The terms in a Material Transfer Agreement (MTA) define the permitted use of materials for non-commercial research only, for a specific research project, and not for use with humans. MTA terms protect the research interests of the providing scientist, as well as protecting the providing institution from any liability that might arise from the recipient's use of the materials.
You must have a fully executed MTA before you can send or receive materials to/or from a third party.
If you are the providing scientist, you can initiate the process by completing an outgoing MTA Request form.
If the recipient/sender is another nonprofit institution, you can expedite the process by using a Uniform Biological Material Transfer Agreement (UBMTA) implementing letter or a simple letter agreement for the transfer of research materials.
Researchers will need a Material Transfer Agreement before sending or receiving materials from a third party.
UB has partnered with Kerafast, a company that commercializes unique consumable laboratory reagents developed in UB labs such as: plasmids, antibodies, cell lines, toxins, peptides, viruses, and enzymes.
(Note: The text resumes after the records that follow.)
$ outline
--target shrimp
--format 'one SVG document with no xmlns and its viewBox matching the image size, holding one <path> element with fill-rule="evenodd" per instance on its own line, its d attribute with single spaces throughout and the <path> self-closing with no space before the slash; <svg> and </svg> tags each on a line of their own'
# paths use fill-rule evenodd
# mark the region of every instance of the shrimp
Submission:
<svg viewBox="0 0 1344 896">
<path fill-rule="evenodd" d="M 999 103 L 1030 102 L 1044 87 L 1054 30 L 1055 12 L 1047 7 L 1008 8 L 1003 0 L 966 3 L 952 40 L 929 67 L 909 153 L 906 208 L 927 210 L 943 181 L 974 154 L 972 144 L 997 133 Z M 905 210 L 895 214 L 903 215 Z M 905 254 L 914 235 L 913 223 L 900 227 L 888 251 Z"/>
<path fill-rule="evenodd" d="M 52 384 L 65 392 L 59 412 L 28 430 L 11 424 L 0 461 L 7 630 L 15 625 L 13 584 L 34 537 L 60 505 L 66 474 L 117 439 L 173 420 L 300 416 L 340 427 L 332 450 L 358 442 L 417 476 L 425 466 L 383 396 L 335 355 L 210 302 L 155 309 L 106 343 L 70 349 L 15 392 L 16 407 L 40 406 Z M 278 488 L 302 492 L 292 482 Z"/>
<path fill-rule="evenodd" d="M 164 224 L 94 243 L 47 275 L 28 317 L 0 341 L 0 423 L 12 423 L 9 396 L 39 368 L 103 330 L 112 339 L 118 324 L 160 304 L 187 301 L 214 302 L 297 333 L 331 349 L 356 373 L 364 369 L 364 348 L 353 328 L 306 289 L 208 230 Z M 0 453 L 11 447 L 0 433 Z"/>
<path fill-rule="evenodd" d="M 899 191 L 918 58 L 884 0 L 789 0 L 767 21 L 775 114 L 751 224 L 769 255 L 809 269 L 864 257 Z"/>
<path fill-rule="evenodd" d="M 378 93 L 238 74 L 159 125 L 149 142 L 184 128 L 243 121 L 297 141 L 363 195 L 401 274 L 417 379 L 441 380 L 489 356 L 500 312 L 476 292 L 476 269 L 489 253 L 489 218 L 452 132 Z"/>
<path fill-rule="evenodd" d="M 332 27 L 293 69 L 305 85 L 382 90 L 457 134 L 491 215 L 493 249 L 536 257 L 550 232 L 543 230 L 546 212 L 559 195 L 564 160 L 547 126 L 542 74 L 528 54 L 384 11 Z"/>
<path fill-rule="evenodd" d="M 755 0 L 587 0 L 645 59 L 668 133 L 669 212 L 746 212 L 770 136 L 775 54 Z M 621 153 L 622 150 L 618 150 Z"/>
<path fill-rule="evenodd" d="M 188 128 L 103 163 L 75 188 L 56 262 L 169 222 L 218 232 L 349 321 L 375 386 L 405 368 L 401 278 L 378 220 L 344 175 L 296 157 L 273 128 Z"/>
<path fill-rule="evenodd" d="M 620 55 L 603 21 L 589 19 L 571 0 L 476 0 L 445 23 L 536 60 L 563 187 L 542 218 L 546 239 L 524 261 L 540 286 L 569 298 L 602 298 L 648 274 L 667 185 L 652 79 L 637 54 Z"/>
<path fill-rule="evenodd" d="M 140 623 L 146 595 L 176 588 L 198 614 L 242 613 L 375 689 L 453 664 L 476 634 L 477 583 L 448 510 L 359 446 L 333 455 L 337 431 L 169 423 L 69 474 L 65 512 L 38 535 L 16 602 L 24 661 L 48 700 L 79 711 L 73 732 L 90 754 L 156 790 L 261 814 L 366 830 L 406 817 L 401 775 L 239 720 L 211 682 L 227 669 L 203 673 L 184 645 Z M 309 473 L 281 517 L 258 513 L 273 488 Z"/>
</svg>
Kerafast has a blanket MTA with UB and can streamline the marketing and distribution of unique lab reagents. Kerafast will set up a web page for the product, as well as for the investigator. Additionally, Kerafast will advertise the product, send targeted e-mails, and deal with customer service interactions to distribute the reagents worldwide. In return, the PI receives a percentage of the profit as a royalty payment every quarter. The agreement is non-exclusive so that one can still share reagents freely with other investigators.
If you are interested in more details, please contact the UB Kerafast representative:
Confidential Disclosure Agreements (CDA) preserve intellectual property protections, allowing the exchange of secret or proprietary information in negotiating future sponsored research agreements, clinical trial agreements, research collaborations or license agreements.
When we receive your initial request, we will assign your CDA for review and, if necessary, begin negotiation. We may contact you with follow-up questions.
Confidential Disclosure Agreements (CDA) help protect your intellectual property and proprietary information.
If you are discussing collaborations or sponsored research with a company, please first contact Sponsored Project Services (SPS) to begin developing the scope of work, budget and contract.
Most federal agencies are required to allocate a portion of their funding to Small Business Innovation Research (SBIR) and Small Business Technology Transfer (STTR) grants. Both programs require a company to be the applicant. This provides an opportunity for researchers to either collaborate with an established company or consider starting a company.